Tissue Preparation and Histopathologic Analysis
Of 1,584 resected lymph nodes, 800 lymph nodes, judged to be tumor-free by the surgeon, were systematically sampled during lymphadenectomy from six different lymph node levels (periesophageal lymph nodes < 3 cm from the primary tumor, cervical lymph nodes, upper mediastinal lymph nodes, lower mediastinal lymph nodes, perigastric lymph nodes, and lymph nodes at the celiac trunk). No tumor cells were detected by routine histopathologic examination in 540 of 800 lymph nodes. All nodes were mapped by the surgeon according to the mapping scheme of the American Thoracic Society¹¹ modified by Casson et al.¹²

All systematically sampled lymph nodes were divided into two parts. One part was embedded in paraffin for routine histopathologic staging (hematoxylin and eosin [HE]); the other part was snap-frozen in liquid nitrogen after removal and stored at -80°C until used. Lymph nodes without evidence of nodal metastases by routine histopathology were screened by immunohistochemistry, using the antiepithelial cell monoclonal antibody Ber-EP4 (immunoglobulin G [IgG₁]; DAKO, Hamburg, Germany), which can be used on snap-frozen or paraffin-embedded material for the detection of isolated tumor cells as described previously.¹³ Ber-EP4 is an antibody against two glycopolypeptides of 34 and 49 kd on the surface of and in the cytoplasm of all epithelial cells (except for the superficial layers of squamous epithelia, parietal cells, and hepatocytes). The antibody does not react with mesenchymal tissue, including lymphoid tissue.^14,15 From each lymph node, 6 to 8 µm cryostat sections were cut from three different levels and transferred on to glass slides pretreated with 3-triethoxysilyl-propylamine (Merck, Darmstadt, Germany). One section of each level was stained using the alkaline phosphatase–antialkaline phosphatase technique, as described.¹³ We have found consistently negative staining of lymph nodes from 24 control patients with nonepithelial tumors or inflammatory diseases.¹³ Sections of normal colonic mucosa served as positive staining controls, and isotype-matched, irrelevant murine monoclonal antibodies served as negative controls (MOPC 21 for IgG₁; Sigma Chemical Co, St. Louis, MO).
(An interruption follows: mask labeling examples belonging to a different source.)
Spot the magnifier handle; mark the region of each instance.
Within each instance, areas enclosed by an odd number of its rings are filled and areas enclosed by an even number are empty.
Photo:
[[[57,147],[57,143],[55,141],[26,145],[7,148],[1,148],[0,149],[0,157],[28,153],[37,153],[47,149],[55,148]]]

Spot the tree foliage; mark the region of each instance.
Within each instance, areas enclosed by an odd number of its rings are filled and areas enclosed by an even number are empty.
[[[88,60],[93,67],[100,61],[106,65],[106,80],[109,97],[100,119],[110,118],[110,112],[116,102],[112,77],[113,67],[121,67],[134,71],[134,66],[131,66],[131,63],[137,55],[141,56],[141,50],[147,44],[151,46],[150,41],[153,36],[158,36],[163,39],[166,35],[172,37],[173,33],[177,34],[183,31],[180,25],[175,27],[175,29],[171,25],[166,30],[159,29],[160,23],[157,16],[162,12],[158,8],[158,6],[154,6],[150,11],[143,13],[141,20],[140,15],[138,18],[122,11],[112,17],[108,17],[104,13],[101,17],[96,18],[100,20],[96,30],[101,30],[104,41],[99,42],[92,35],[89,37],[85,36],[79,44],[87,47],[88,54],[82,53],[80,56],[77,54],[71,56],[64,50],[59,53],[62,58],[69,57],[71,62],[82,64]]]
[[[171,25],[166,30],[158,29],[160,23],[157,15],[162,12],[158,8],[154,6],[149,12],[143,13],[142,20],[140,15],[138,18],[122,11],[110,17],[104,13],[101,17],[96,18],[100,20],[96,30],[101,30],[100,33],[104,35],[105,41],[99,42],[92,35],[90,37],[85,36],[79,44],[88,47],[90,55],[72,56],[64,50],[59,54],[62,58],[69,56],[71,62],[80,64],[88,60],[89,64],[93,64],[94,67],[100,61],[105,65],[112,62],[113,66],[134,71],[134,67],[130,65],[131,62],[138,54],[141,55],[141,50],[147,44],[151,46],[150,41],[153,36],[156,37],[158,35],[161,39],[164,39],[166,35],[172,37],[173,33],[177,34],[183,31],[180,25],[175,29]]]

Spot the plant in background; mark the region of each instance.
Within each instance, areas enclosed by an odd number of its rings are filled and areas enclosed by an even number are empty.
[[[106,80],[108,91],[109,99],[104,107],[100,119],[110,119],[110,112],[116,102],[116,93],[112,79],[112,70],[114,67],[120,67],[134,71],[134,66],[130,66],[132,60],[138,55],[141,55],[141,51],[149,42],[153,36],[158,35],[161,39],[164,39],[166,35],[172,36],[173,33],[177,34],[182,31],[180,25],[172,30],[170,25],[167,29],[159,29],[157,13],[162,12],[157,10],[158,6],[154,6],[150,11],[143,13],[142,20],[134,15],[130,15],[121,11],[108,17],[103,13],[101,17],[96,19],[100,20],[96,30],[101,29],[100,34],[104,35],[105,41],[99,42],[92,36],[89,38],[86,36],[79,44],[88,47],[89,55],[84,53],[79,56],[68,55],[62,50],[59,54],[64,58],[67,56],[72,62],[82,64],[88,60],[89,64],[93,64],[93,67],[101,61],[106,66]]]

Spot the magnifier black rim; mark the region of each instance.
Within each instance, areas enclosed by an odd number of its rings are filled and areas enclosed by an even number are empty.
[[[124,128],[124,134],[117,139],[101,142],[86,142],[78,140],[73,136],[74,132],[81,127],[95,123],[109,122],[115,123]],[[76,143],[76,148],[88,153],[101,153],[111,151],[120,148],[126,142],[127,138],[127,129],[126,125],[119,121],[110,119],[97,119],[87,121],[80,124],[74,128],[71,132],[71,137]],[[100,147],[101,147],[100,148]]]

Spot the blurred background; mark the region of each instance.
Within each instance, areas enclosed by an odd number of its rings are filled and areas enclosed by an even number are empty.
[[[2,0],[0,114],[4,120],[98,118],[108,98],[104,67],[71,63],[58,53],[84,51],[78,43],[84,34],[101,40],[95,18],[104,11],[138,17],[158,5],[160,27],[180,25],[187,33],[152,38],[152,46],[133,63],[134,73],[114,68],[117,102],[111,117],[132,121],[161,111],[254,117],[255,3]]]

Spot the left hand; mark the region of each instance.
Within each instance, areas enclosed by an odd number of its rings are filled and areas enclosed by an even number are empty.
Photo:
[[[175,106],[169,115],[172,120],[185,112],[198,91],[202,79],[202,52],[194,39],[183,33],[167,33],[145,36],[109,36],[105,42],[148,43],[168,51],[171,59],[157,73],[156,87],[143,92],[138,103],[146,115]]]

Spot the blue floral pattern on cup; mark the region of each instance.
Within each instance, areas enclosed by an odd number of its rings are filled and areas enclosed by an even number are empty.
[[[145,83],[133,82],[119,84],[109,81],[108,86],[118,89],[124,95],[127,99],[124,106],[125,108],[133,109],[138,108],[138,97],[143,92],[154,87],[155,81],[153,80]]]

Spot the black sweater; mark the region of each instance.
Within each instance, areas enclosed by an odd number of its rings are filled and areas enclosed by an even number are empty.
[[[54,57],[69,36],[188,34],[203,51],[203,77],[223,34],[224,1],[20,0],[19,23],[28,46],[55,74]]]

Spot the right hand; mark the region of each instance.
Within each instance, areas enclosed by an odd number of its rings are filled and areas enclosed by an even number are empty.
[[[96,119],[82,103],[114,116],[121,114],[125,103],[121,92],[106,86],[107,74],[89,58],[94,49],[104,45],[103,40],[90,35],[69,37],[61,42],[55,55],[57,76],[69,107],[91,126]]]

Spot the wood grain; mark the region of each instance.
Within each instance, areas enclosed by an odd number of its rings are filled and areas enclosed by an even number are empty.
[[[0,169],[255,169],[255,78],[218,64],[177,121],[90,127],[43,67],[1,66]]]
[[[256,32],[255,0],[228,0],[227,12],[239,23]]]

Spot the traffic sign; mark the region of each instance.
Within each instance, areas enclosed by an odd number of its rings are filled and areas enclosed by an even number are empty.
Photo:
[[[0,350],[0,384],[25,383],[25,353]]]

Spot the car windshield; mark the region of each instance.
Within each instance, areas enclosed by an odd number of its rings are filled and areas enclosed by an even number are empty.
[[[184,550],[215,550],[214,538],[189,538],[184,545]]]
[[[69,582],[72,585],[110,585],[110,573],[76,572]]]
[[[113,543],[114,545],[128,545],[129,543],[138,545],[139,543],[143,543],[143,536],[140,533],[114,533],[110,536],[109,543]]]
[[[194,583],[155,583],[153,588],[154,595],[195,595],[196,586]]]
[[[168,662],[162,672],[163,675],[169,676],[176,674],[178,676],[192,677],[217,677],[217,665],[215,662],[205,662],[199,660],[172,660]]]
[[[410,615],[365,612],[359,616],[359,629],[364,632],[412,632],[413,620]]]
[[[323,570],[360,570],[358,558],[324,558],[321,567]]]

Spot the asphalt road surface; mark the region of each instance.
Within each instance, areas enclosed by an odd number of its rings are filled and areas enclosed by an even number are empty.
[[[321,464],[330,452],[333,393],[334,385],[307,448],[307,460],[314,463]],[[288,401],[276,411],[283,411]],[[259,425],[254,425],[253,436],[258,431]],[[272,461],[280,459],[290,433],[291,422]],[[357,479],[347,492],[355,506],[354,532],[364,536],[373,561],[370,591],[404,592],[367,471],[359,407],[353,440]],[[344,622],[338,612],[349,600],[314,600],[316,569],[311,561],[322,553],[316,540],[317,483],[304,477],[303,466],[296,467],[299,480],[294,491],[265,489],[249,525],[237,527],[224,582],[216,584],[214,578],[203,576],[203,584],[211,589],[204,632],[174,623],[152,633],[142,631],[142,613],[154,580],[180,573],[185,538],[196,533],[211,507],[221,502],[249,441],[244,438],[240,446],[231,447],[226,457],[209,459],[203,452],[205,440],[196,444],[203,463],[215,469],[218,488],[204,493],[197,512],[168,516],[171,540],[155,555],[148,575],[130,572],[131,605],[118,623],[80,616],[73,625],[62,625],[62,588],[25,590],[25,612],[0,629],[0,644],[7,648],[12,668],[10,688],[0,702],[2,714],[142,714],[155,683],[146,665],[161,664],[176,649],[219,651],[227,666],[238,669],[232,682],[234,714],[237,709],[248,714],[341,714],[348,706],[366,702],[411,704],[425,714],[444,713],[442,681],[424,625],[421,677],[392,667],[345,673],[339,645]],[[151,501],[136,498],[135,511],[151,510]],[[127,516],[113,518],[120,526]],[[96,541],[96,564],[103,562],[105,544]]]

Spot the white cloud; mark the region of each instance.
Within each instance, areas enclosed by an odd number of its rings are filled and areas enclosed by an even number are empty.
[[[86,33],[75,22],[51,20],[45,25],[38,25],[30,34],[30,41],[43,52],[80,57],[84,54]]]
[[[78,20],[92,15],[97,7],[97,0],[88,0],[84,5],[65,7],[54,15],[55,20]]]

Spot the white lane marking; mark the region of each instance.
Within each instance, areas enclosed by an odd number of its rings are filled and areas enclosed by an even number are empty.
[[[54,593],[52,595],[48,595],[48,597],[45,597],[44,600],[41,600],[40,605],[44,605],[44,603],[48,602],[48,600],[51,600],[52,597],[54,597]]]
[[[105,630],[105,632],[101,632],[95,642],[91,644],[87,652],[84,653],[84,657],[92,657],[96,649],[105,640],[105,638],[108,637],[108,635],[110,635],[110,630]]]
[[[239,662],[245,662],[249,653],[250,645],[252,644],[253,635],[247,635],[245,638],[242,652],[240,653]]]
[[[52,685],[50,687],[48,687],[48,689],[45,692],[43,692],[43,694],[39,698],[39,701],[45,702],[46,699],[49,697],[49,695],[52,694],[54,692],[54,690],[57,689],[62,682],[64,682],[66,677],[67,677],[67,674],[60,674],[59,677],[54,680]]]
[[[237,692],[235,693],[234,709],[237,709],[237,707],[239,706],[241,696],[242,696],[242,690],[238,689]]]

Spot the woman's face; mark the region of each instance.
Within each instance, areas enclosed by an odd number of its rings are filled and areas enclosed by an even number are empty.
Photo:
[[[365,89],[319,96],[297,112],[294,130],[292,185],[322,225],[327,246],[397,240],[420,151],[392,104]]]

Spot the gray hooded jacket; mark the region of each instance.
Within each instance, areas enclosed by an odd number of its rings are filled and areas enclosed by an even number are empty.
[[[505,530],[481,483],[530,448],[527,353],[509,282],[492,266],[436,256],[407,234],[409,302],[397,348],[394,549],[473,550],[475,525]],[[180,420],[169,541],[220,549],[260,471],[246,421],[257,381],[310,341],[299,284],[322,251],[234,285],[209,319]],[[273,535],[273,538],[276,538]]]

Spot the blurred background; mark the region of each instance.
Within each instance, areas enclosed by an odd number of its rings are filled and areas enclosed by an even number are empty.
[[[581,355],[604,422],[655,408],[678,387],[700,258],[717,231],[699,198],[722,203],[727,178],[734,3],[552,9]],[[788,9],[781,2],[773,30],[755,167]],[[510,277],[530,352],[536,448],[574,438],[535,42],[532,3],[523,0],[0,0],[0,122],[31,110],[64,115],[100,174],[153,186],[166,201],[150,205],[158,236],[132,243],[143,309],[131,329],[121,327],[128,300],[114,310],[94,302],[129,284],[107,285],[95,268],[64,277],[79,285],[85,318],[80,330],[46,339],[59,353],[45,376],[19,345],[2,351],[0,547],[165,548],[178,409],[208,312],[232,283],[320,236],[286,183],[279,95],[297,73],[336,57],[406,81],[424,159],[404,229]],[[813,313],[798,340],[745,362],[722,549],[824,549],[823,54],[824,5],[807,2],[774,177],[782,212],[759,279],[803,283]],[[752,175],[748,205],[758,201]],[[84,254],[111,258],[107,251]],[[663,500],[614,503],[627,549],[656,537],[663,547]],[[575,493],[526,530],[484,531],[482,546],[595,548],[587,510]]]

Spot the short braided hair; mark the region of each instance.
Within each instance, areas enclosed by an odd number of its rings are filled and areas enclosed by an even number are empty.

All HE-stained and immunostained slides were evaluated in a blinded fashion by two observers independently. Both observers obtained identical results in 92% of the slides; the remaining slides were reevaluated and a consensus decision was made. Minimal tumor cell involvement in a lymph node that was considered tumor-free by routine histopathologic staining was defined as the presence of up to three Ber-EP4–positive cells within the body of the lymph node. In those patients who had Ber-EP4–positive cells in histopathologically "tumor-free" lymph nodes, two lymph node sections consecutive to the one containing the immunostained cells were prepared, stained with HE, and evaluated by a pathologist who had no knowledge of the initial results.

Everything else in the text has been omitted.